Canadians traditionally knock the Big Six “Schedule One” banks for everything from their service charges to credit card rates and executive pay rates. Yet in recent years, the drumbeat of criticism has faded. As the CBA website notes, 85 per cent of Canadians express confidence in the Canadian banking system, while 92 per cent agree that the strength of the large Canadian banks is critical to the overall health of the economy.
That strength was most evident during the global financial meltdown that began in August 2008. “I think the Canadian public is aware that we came through the financial crisis better than banks elsewhere,” says Terry. “We kept lending when other institutions pulled up stakes and left Canada. There were no failures of Canadian banks.” Although the US government’s bail-outs of some major banks were huge and highly controversial, Terry notes that “no Canadian banks needed a financial injection.”
Still, the bank-bashers are quick to pounce.

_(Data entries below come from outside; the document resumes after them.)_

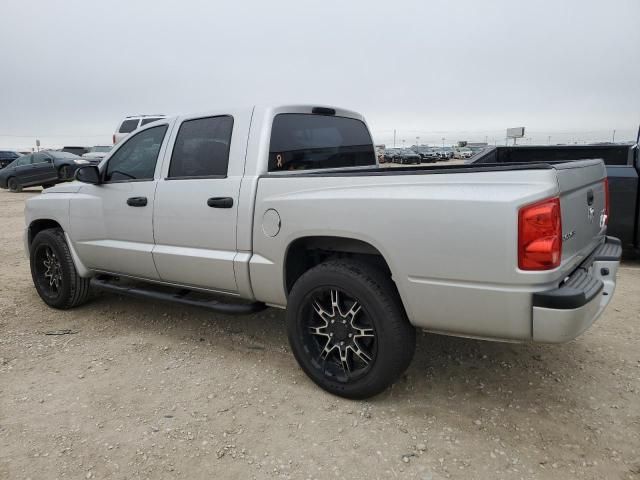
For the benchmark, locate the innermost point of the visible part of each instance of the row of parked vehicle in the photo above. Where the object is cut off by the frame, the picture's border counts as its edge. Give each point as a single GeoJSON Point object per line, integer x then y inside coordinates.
{"type": "Point", "coordinates": [418, 154]}
{"type": "Point", "coordinates": [47, 167]}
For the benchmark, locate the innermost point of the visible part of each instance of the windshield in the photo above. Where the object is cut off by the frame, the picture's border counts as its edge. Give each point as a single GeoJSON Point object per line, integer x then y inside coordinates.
{"type": "Point", "coordinates": [61, 154]}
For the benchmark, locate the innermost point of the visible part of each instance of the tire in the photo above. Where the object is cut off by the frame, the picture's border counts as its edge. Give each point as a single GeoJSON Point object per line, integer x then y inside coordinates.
{"type": "Point", "coordinates": [13, 185]}
{"type": "Point", "coordinates": [378, 341]}
{"type": "Point", "coordinates": [53, 272]}
{"type": "Point", "coordinates": [63, 172]}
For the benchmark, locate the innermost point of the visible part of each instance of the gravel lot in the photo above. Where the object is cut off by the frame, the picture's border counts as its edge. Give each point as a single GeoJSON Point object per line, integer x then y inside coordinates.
{"type": "Point", "coordinates": [146, 390]}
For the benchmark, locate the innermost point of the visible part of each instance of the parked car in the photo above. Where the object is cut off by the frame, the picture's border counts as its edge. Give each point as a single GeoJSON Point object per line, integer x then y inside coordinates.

When Ottawa recently announced plans to bolster retirement savings (for those not able to pay into CPP) by having banks offer Pooled Registered Pension Plans (PRPPs), critics rapped the move as a “gift” to the banks and insisted that an expansion of the Canada Pension Plan would be more useful. Terry agrees that PRPPs are “not a cure or a silver bullet for all retirement and pension-plan issues. They’re just one particular product.”
At times, Terry has to tread delicately when the CBA’s major stakeholders are themselves divided. Early in 2011, for example, only four of the Big Six banks joined the Maple Group consortium to bid for the Toronto Stock Exchange. The CBA stayed silent. “In most cases, however,” Terry insists, “we achieve a common view on public policy.”
Terry, 58, was born in Parry Sound, ON, and earned an MA in history at Queen’s. He wrote his thesis on “The Political and Intellectual Thought of F.R. Scott,” the famed McGill University law professor, social-political philosopher, and poet.
Terry fondly recalls the elegance of Queen’s limestone buildings and the architecture that “seemed to have a coherent theme to it.” He also liked the seamless integration of Queen’s into surrounding Kingston. “The students weren’t isolated on a campus that was far away from where things were happening,” he recalls.
After doing contract research at Queen’s, Terry got his first full-time job at a small archive, the Multicultural History Society of Ontario, where he worked for 2½ years. This position led him to a post at Toronto’s Archives of Ontario and a 16-year career in the Ontario Public Service.
During the 1980s, he worked on policy development in various public service jobs. In 1991, when the Ministry of Financial Institutions sought a civil servant with an intimate knowledge of how policy is developed, Terry landed the job despite his lack of documented expertise in financial services. He soon was immersed in the intricacies of mortgage brokers, credit unions, trust companies and securities issues. He rose to the position of Acting Director of Financial Services Policy during 1995-97.
When the CBA recruited him to become its Director of Policy in 1997, he ended his public service career and took a “painless leap” into the banking sector, where he has been ever since. In 2001, he was promoted to Vice-President of Policy, and in March 2011 was named President. Having studied Canadian history, Terry Campbell is now helping to make it happen.